Groundbreaking work in cancer and stem cell research highlights tremendous medical and financial potential of emerging biotechnologies
The recipients of The 2009 Lasker Awards, announced today, represent the dramatic advances achieved in biotechnology research that have led to a revolutionary cancer treatment and the tremendous promise of stem cell therapy for regenerative medicine. Such advances portend a potential $700 million global market for new therapies within less than five years, according to Genetic Engineering & Biotechnology News (GEN, www.genengnews.com).

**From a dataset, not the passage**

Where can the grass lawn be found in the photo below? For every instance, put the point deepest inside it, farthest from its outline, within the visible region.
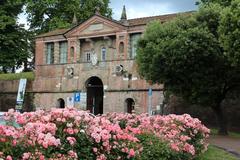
(214, 153)
(16, 76)
(214, 131)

The Albert Lasker Basic Medical Research Award for 2009 recognizes discoveries in the process that instructs specialized adult cells to form stem cells, and will be presented to Sir John Gurdon, DPhil, DSc, FRS, Emeritus Professor and Group Leader, Gurdon Institute of Cancer & Developmental Biology, University of Cambridge, and Shinya Yamanaka, MD, PhD, Institute for Integrated Cell-Material Sciences, Kyoto University.
The 2009 Lasker-DeBakey Clinical Medical Research Award honors outstanding therapeutic research on chronic myeloid leukemia, and will be given to Brian J. Druker, MD, Professor of Medicine and Director of the Leukemia Center, Oregon Health Sciences University, Nicholas B. Lydon, PhD, formerly of Novartis, and Charles L. Sawyers, MD, Head of the Laboratory in Human Oncology and Pathogenesis, Memorial Sloan-Kettering Cancer Center.